Whether formally coordinated or not, the logic is increasingly obvious. The problem is that it is also politically shortsighted, strategically weak and deeply unconvincing to voters.
VOTING ENDS JUNE 2
If these candidates truly believe one among them would make a stronger mayor than Coonerty, then why not make that argument honestly and directly from the outset? Why ask voters to engage in a kind of political shell game in which the real campaign begins only after the electorate has been used to engineer a run-off?
This approach reflects a misunderstanding of both leadership and voter psychology, which is not surprising given that three of the four have never held elected office — and the one who has, Chris Krohn, was recalled from the Santa Cruz City Council just a few years ago.
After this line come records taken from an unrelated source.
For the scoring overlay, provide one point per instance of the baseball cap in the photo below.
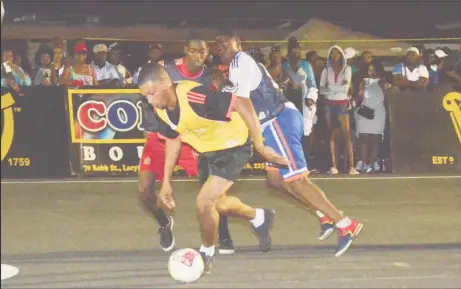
(155, 45)
(440, 53)
(80, 47)
(100, 48)
(413, 49)
(350, 53)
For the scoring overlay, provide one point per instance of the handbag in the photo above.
(366, 112)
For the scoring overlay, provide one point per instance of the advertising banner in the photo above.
(426, 131)
(34, 133)
(106, 133)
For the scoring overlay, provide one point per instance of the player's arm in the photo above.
(241, 75)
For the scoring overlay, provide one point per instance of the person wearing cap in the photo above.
(411, 74)
(155, 54)
(446, 67)
(106, 73)
(116, 58)
(79, 73)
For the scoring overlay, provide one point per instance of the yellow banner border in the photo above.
(71, 92)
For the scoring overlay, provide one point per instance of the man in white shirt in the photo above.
(411, 74)
(282, 128)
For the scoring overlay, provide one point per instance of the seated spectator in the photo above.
(311, 56)
(116, 55)
(19, 77)
(335, 82)
(411, 74)
(43, 73)
(106, 73)
(369, 129)
(79, 73)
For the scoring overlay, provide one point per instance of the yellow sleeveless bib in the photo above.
(202, 134)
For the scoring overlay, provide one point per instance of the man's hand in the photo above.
(309, 102)
(270, 155)
(165, 196)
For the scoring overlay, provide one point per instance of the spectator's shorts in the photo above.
(284, 135)
(153, 157)
(336, 108)
(227, 164)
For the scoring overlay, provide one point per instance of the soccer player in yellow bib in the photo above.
(214, 124)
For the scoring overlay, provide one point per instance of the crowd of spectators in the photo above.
(350, 113)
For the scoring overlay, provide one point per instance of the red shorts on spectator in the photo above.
(153, 157)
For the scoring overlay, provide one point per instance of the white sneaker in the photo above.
(333, 171)
(368, 168)
(376, 167)
(353, 171)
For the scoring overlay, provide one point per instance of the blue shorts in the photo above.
(284, 135)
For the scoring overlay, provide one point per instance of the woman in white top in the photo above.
(370, 131)
(335, 82)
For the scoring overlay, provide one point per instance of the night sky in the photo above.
(383, 17)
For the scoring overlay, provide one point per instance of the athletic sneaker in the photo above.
(346, 236)
(353, 171)
(368, 168)
(376, 167)
(264, 231)
(166, 236)
(207, 262)
(226, 247)
(333, 171)
(327, 227)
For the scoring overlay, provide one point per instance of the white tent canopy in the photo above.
(320, 35)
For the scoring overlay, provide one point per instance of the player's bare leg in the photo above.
(326, 224)
(147, 196)
(308, 192)
(212, 201)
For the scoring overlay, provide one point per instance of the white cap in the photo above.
(350, 53)
(413, 49)
(440, 53)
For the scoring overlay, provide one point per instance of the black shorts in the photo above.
(226, 164)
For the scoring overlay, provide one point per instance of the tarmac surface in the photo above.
(95, 235)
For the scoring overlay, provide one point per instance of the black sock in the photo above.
(223, 228)
(161, 218)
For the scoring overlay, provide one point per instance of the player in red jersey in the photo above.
(151, 167)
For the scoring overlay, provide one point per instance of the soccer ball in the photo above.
(185, 265)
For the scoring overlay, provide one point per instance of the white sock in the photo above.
(319, 214)
(209, 251)
(259, 218)
(344, 223)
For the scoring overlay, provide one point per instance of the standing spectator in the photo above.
(370, 128)
(116, 55)
(43, 73)
(335, 82)
(311, 56)
(79, 73)
(20, 78)
(59, 55)
(275, 68)
(155, 54)
(411, 74)
(448, 67)
(106, 73)
(291, 67)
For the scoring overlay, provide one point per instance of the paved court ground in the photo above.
(95, 235)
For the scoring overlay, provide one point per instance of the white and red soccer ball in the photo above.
(185, 265)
Strong campaigns do not emerge from such fragmentation. They emerge from clarity, confidence and coherence. Instead of rallying around a single compelling alternative capable of presenting a serious challenge, this strategy disperses energy, dilutes messaging, confuses voters and creates the appearance of tactical maneuvering rather than principled leadership.
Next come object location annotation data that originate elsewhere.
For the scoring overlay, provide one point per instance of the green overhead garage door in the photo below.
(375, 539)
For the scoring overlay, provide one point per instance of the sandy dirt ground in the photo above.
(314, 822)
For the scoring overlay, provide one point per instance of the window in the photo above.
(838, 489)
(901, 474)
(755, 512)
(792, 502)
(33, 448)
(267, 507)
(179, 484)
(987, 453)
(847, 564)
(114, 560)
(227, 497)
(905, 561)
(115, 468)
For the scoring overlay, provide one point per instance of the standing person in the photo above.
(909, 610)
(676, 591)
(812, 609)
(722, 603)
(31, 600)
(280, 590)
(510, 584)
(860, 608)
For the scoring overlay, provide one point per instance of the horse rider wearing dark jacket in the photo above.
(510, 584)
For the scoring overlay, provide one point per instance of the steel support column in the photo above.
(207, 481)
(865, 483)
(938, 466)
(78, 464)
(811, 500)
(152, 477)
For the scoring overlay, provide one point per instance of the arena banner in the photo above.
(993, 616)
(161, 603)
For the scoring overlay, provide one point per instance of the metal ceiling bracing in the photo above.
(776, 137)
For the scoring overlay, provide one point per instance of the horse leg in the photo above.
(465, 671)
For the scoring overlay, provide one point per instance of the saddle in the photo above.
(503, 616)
More importantly, it signals uncertainty. If none of the four candidates is willing to step forward and say, “I’m clearly the strongest person to lead this city,” why should voters believe it?
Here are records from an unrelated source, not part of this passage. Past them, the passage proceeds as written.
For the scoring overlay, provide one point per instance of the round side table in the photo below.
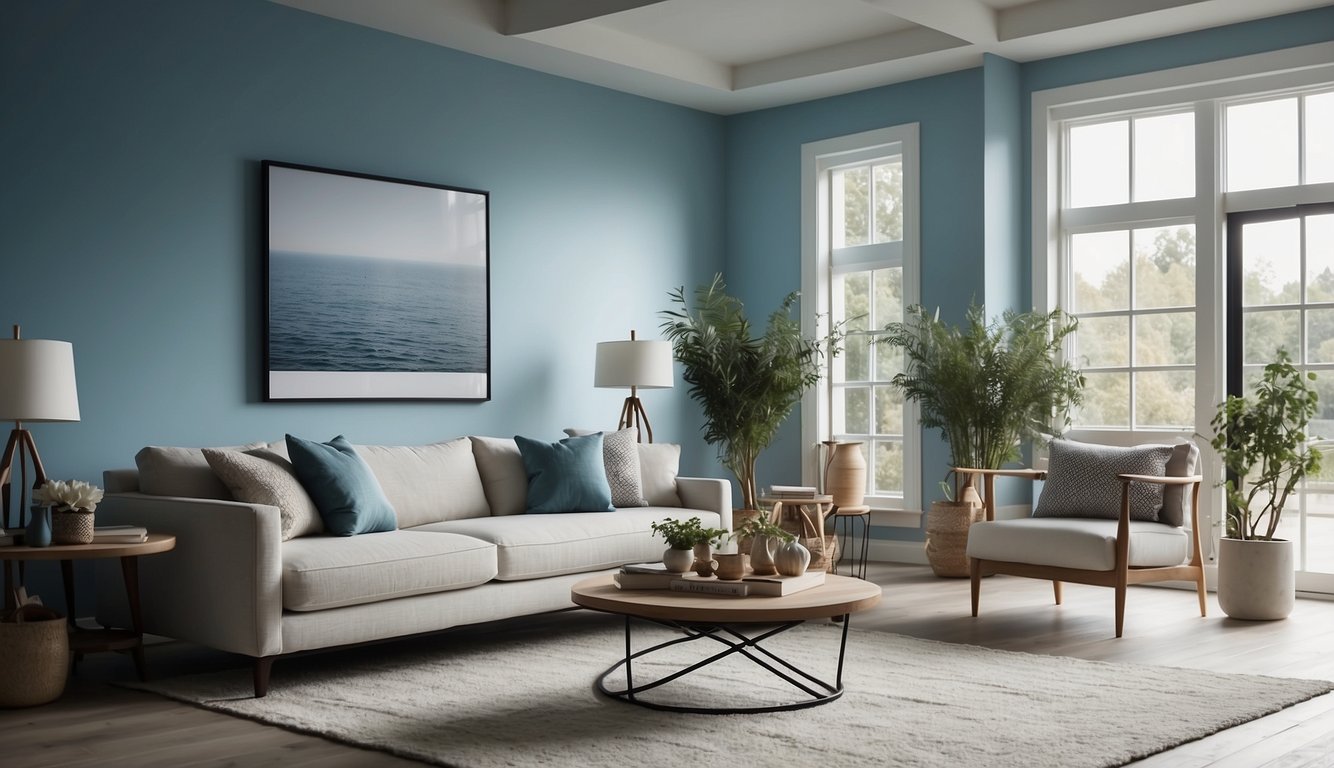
(98, 640)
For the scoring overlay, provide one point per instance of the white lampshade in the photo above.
(634, 363)
(38, 380)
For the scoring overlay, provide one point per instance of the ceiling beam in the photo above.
(969, 20)
(524, 16)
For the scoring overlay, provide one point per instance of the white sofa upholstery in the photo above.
(234, 584)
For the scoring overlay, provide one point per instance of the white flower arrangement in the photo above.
(72, 494)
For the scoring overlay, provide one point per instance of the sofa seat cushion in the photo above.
(330, 571)
(539, 546)
(1081, 543)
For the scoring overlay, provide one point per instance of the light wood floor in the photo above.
(104, 726)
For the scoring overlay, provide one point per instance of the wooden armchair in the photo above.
(1089, 543)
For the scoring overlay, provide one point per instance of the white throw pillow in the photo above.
(260, 476)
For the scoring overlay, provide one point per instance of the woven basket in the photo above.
(71, 527)
(34, 656)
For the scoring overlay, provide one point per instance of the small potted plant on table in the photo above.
(687, 540)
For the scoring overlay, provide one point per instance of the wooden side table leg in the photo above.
(130, 570)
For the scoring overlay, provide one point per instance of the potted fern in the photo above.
(987, 387)
(1262, 443)
(746, 384)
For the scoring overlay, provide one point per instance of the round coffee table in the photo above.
(98, 640)
(722, 620)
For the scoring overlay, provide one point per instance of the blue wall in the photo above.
(130, 220)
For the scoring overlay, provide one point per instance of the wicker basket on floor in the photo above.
(34, 656)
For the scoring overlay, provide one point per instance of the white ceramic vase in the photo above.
(1255, 579)
(678, 560)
The irony is that the strategy is likely to strengthen Coonerty rather than weaken him.
Voters tend to recognize when a candidacy is driven by affirmative vision versus opposition arithmetic. A fragmented field opposing a strong front-runner often reinforces the perception that the front-runner is, in fact, the only candidate with broad enough support to govern effectively. Plus, Coonerty has a long track record of doing just that.
There is also a larger issue here about transparency.
Democracy depends not only on rules and procedures, but also on good-faith engagement with voters. If candidates are effectively treating the primary as a collective blocking maneuver while postponing the “real” contest until November, voters deserve candor about that strategy. Otherwise, it is less about democratic competition and more like backstage political choreography.
Santa Cruz faces serious challenges: housing affordability, homelessness, infrastructure strain, economic instability, public safety concerns, environmental resilience and the ongoing tension between growth and preserving the city’s character. These issues deserve substantive debate, not tactical gamesmanship.

A stronger and more honorable path would have been for this coalition to identify its strongest candidate early, unite behind that person and present voters with a direct and transparent choice. That would demonstrate confidence, discipline and genuine leadership.
Instead, voters are being asked to navigate an improvised political obstacle course whose central purpose appears to be denying one candidate an outright victory rather than articulating a compelling shared vision for the city.
That might be clever politics in theory. In practice, it risks appearing evasive, cynical and weak.
Santa Cruz deserves better than misinformed strategy masquerading as sage politics.
Mark Stephens is a Santa Cruz County native, a community activist, author and yoga teacher with a large local and international following.